The Dolls(99)
We gape at her. “Are you sure?” It’s Chloe who finally speaks. “Maybe she and Glory got into some kind of fight—”
Margaux cuts her off. “Just like I’ve already said, she was with me at the time Glory was killed. I swear on the graves of my ancestors.” She turns to me. “You kissed my cheek too, didn’t you? You know I’m not lying!”
“She’s right,” I say uneasily.
“Kiss her again,” Peregrine demands. When I hesitate, she says, “Do it!”
I give Margaux a quick peck on the cheek, and nothing happens. A knot of dread is forming in the pit of my stomach. Margaux’s telling the truth; it wasn’t Arelia, which means the real killer is still out there.
“I told you so,” Margaux says, her face pink with anger.
“We have to let Caleb know we screwed up,” I say.
“You screwed up,” Peregrine corrects, turning to glare at me.
“I’ll call him now,” I mutter. But I dial his number three times, and each time, it goes directly to voice mail.
“We just have to wait for him to get here,” Chloe says.
“I’m so sorry,” I whisper.
“You should be,” Peregrine says. “Not only is the Main de Lumière traitor still out there, but now we’re down one sosyete member for our ceremony at a time we could use all the help we can get. Excellent work, Eveny.”
Caleb arrives forty-five minutes later, just after twelve thirty, his suit rumpled, his eyes wild.
“I was wrong about Arelia,” I blurt out as soon as he walks through the door.
He glances at me as he greets Peregrine and Chloe. “Yeah,” he says, running his hand distractedly over the top of his head. “I know. She told me everything.”
“What happened to her?” I ask in a small voice, my heart hammering.
“She’s fine. She’s with Boniface. She was too shaken up to come along.”
“She must hate my guts,” I say.
“You were only doing what you thought was right,” Caleb says after a minute. “I don’t think she blames you. She knows she lied.”
“But that was her secret to keep if she wanted to,” I say.
“The bigger problem,” he says, “is that the killer is still out there.”
Peregrine comes over and whispers something to him, and he disappears for a few minutes with her.
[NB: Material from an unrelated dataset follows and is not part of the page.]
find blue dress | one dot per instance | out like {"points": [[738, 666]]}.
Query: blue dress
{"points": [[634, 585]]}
I’m sitting by myself in the corner of the room, nursing the same glass of champagne I was handed an hour ago, when he gets back, a tall glass of what I assume is a gin and tonic in his hand. He doesn’t look at me once as he joins the group.
“Loosen up, baby,” Pascal purrs at me as he makes his way to the kitchen for another cocktail. He’s slightly unsteady on his feet. “This is supposed to be fun.”
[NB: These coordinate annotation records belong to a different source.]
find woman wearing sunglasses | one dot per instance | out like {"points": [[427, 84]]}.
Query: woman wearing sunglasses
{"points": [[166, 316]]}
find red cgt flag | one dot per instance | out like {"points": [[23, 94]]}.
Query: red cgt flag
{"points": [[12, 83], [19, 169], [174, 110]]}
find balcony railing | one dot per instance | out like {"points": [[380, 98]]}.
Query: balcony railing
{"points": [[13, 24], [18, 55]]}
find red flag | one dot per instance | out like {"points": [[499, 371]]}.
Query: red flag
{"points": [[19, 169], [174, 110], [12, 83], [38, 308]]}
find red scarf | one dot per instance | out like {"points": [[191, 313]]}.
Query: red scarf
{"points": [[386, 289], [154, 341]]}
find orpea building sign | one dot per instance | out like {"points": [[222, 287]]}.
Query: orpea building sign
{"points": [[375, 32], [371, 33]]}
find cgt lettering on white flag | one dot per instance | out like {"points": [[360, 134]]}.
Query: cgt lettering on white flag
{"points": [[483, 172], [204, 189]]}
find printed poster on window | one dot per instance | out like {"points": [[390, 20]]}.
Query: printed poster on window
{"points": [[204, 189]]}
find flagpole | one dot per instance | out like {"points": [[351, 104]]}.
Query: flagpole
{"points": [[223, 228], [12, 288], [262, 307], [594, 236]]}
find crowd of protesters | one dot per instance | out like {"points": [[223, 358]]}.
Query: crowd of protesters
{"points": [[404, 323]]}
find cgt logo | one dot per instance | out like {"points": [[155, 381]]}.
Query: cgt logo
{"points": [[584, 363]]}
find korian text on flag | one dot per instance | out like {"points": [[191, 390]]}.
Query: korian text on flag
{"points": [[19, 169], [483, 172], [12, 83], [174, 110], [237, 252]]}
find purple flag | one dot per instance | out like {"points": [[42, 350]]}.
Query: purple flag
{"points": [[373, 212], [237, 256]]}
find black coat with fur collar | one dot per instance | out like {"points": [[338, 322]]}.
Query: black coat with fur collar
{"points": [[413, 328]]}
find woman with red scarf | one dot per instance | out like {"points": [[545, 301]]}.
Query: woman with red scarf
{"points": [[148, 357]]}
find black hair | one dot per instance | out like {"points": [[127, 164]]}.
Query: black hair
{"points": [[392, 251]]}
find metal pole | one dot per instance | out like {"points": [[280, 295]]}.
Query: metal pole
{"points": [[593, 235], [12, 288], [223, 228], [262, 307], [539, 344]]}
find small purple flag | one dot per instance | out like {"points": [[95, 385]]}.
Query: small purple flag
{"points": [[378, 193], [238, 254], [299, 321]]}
“Don’t you understand?” I shoot back. “We could die tonight. We don’t know who’s trying to hurt us.”
He snorts. “Nothing’s going to happen here. Geez, Eveny, could you just give the let’s-save-the-world crap a rest for once?”
When the clock strikes one, the whole group moves upstairs and out to the huge balcony overlooking Chartres Street, two blocks away from the famous Bourbon Street. The road below us is still throbbing with people, and I back against the wall, my whole body tense, as Peregrine and Chloe lean over the rail and flirt with guys, and as Pascal throws beads out to the dozens of girls who seem all too happy to show him their breasts.
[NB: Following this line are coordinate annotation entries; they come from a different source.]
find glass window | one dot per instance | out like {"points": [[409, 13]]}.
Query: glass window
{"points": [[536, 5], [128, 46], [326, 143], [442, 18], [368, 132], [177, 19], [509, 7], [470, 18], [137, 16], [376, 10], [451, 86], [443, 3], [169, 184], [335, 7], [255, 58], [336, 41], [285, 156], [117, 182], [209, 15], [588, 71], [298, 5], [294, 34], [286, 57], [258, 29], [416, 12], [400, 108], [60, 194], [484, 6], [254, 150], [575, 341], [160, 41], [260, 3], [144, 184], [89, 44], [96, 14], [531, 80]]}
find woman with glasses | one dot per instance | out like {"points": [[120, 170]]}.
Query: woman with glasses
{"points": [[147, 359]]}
“I love Mardi Gras!” he shouts, laughing, as a pair of twins flash him enthusiastically. I catch Caleb’s eye for a millisecond and am heartened to see him looking as uneasy as I feel. I brace myself and head over to him.
“Hey,” I say. “Are you mad at me about Arelia?”
“No, of course not,” he says. “But why did you release me from being your protector?”
I’m startled at the anger in his eyes. “I was trying to help you.”
“I didn’t ask for your help.”
“You didn’t have to. It wasn’t fair to you, Caleb. The whole system of you having to put your life on the line for me? I can’t ask you to do that.”
“That wasn’t your decision to make.” He walks away before I can say anything else.
I turn to see Peregrine staring at me with an indecipherable expression on her face. She looks away after a moment and claps her hands. “People!” she yells, and then when everyone just goes right on reveling, she whistles loudly, and the conversation on the balcony comes to a halt. “It’s time,” she says.
The world below us on Chartres suddenly seems far away and disconnected as she leads the group into the house and into a huge chamber that looks like a much larger and more ornate version of my parlor. Several crystal chandeliers hang in the shadows on the ceiling, and blood-red candles flicker everywhere.